PIPELINE

SOM3355 is an oral VMAT2 inhibitor (vesicular monoamine transporter 2) for the symptomatic treatment of chorea movements associated with Huntington’s disease (HD). SOM3355 has successfully completed Phase 2a trials in HD and shown a favourable safety profile with no depression effects. The program received positive results of Pre-IND with US Food and Drug Administration (FDA) and Scientific Advice with European Medicines Agency. SOM3355 has also been granted Orphan Drug Designation by the US FDA. A Phase 2b dose range trial for the drug will be initiated in the EU in 2022. You can find more information about clinical trials for SOM3355 here NCT03575676.

Huntington’s disease is an inherited disease that causes the progressive breakdown (degeneration) of nerve cells in the brain. Huntington’s disease has a broad impact on a person’s functional abilities and usually results in movement, thinking (cognitive) and psychiatric disorders.

SOM0226 is a small molecule transthyretin (TTR) stabilizer for the treatment of TTR amyloidosis. It is active on different TTR mutations and has shown clinical efficacy in stabilizing plasma TTR in healthy volunteers and patients with Familial Amyloid Polyneuropathy (FAP) after oral administration. SOM0226 was outlicensed to Corino Therapeutics based in the US and is currently in development for different forms of TTR amyloidosis

TTR amyloidosis occurs when the protein Transthyretin (a protein that is mainly made in the liver), “misfolds” or binds together to form fibrous clumps. Depending on the specific type of TTR amyloidosis, the amyloid is deposited into various organs and/or nerves, which can lead to permanent damage and organ malfunction, including heart failure.

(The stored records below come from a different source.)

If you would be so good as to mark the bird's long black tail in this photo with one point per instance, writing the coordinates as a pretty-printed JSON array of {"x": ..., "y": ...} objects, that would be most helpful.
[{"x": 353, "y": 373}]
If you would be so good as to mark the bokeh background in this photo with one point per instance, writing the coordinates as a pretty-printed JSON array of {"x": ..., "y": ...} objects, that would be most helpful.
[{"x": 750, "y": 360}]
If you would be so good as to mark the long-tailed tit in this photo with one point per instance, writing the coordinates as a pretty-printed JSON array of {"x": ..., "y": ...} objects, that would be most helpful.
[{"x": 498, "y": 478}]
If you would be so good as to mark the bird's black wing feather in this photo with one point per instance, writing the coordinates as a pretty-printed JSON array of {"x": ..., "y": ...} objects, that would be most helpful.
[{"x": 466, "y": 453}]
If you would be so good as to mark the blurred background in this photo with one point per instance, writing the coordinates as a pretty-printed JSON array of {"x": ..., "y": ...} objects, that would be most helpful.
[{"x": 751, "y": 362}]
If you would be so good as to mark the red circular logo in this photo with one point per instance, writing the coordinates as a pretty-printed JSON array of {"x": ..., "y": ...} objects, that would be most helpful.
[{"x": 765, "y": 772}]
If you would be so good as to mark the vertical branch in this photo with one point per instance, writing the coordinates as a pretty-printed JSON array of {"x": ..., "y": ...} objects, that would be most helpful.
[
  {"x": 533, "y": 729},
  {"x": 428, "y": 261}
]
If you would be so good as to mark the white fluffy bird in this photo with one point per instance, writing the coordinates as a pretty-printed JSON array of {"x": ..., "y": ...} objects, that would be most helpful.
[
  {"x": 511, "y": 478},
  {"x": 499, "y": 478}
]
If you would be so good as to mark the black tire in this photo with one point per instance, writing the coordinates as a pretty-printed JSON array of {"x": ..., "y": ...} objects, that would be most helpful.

SOM1311 is a small molecule pharmacological chaperone of Phenylalanine Hydroxylase for the treatment of Phenylketonuria. The response rate of the drug is higher compared with the current standard of care. Clinical Phase 2a trial initiation expected at the beginning of 2023.

Phenylketonuria (PKU) is characterized by a birth defect that causes the amino acid, phenylamine to build up in the body. Untreated, PKU can lead to intellectual disability, seizures, behavioral problems, and mental disorders.

SOM3366 is an oral VMAT2 inhibitor (vesicular monoamine transporter 2) for the symptomatic treatment of Tardive Dyskinesia (TD). SOM3366 is currently finishing preclinical development in TD, with Phase 1 clinical trial initiation expected in 2022.

Tardive Dyskinesia is an involuntary neurological movement disorder caused by the use of neuroleptic drugs that are prescribed to treat certain psychiatric or gastrointestinal conditions.

SOM0777 is a small molecule for the treatment, Glioblastoma. SOM0777 was outlicensed to U-Cell Therapeutics, based in Singapore, which is developing safe ways of administration and delivery in the tumour. When these new formulations are developed and ready for clinical testing, U-Cell Therapeutics will perform the clinical proof-of-concept study and the rest of clinical development.

Glioblastoma is an aggressive cancer that occurs in the brain and spinal cord. Initially, signs and symptoms of glioblastoma are nonspecific. They may include headaches, personality changes, nausea, and symptoms similar to those of a stroke. Worsening of symptoms is often rapid, and may progress to unconsciousness. The cause of most cases is unclear. Uncommon risk factors include genetic disorders, such as neurofibromatosis and Li–Fraumeni syndrome, and previous radiation therapy. Glioblastomas represent 15% of brain tumors.